Layered Hydrogel with Controllable Surface Dissociation for Durable Lubrication

Developing bioinspired hydrogel materials with extraordinary lubrication, load-bearing, and antiwear property is necessary for durable lubricious implants or devices. Despite the extensive research focus on lubrication of hydrogel materials, achieving a balance between lubrication and load-bearing for the current system is commonly difficult because of their poor mechanical property. Herein, a cartilage-inspired layered hydrogel material composed of a soft and porous top layer and a robust bottom layer is easily prepared by employing an alkali-induced network dissociation strategy.

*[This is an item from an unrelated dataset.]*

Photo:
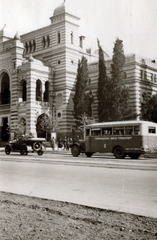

The thickness of the top soft layer increases with extending the alkali treatment time, along with differential surface and cross-sectional morphologies and mechanical property. The top soft and porous layer ensures that the surface shows extremely low friction (coefficient of friction (COF) ∼ 0.009, 3 N; COF ∼ 0.035, 20 N) against a hard steel ball contact pair, while the bottom layer acts as an excellent load-bearing function. Therefore, the layered hydrogels can achieve extraordinary wear resistance features, resulting from a combination of surface lubrication and bottom load-bearing. It is demonstrated that the method can be used to develop a layered hydrogel lubrication catheter, for which both of its inner and outer surfaces exhibit a slippery feature. The extraordinary lubricious performance of the layered hydrogels implies their potential application in the field of tissue engineering and medical devices.